Travel Time Budget

In the long-run, autonomous vehicles are expected to transform transportation. Not only will they free up hundreds of hours every year for the average person, they are expected to be significantly faster. So what does this mean for our urban form? Five decades ago, a planner might have said “Nothing!” We assumed people always wanted to minimize travel. Improvements to transportation infrastructure meant people would travel less. Since then, researchers have thoroughly disproved that notion. Instead, we now believe people have a travel time budget: an amount of time people wish to travel in a day. Under this theory, people don’t travel less when their drive to work gets faster, they just use that extra that time to travel somewhere else.

The notion of a travel time budget was first introduced by Yacov Zahavi in the late 70’s. At the time he was looking for ways to improve travel demand modeling. The existing models did a poor job of reflecting reality and required extensive calibration (partly because they were based on that flawed assumption that people want to minimize travel). Zahavi’s research found that people generally wish to spend between 1.1 and 1.3 hours per day traveling. This was a huge paradigm shift for transportation planners, but research has continued to support and reinforce the idea of a travel time budget.

That said, our understanding of travel time budgets has become more nuanced. Researchers have learned (perhaps unsurprisingly) that travel time budgets are unique to each person and they depend on factors like age, socioeconomic status, and cultural and personal values. Further, while we may have an ideal travel time budget in mind, we don’t always achieve it. Instead people are regularly making changes (some big and some small) that will bring them closer to their ideal travel time budget.

Another idea that has been widely studied and compliments travel time budgets is that of induced demand. This theory is based on simple economics. Basically, when you reduce the cost of something we will consume more of it. The theory of induced demand applies that same thinking to transportation. Returning to the example in the introduction, when a new highway reduces the time (which is the cost in the case) it takes to get to work, we will use that extra time to drive elsewhere or further, lot less.

Unsurprisingly, the theories of travel time budget and induced demand tie directly to Peter Muller’s Transportation Era’s. One of the core themes in his article is that transportation modes that increase transportation speeds cause the urban footprint to expand…up to a point. Muller mentions that early cities were limited in size by the distance a person could walk in a half-hour. The travel time budget would suggest all cities are limited by the distance a person can travel in a half-hour irrespective of the mode.

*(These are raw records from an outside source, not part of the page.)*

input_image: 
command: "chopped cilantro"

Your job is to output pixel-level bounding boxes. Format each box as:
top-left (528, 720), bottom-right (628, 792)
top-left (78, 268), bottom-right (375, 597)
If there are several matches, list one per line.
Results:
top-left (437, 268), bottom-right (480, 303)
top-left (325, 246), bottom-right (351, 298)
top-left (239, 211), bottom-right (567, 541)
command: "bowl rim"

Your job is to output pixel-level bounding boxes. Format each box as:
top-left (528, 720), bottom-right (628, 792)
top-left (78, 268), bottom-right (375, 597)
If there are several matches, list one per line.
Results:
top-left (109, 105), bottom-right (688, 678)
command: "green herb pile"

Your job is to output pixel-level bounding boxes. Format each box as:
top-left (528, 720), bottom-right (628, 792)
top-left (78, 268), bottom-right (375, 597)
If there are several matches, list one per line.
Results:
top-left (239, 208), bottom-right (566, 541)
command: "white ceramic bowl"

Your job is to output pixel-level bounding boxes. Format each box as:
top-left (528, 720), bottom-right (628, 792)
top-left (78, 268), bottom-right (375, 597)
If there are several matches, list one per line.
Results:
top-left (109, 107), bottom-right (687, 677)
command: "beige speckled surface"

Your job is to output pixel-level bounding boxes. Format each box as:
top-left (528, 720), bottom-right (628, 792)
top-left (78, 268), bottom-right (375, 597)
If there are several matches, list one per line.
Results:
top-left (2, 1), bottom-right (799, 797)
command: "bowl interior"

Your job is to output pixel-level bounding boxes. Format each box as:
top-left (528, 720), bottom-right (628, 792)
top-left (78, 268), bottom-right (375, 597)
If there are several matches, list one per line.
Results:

Induced demand supports this conclusion and posits, among other things, that people will simply travel farther if the trip is faster.

So how does all of this relate to the driverless car? Driverless cars will eventually increase travel speeds. They will also reduce the the mental cost of driving. When we don’t have to operate the vehicle we can use that travel time to recreate, sleep or work instead. Presumably reducing the metal cost of driving will reduce the time cost of driving as well. Thus, all else equal, driverless cars will precipitate a dramatic expansion of the urban footprint, just as the car and the freeway did. It would require an increase in the monetary cost of driving, a shift in cultural values and/or a bevy of policies to counteract this trend.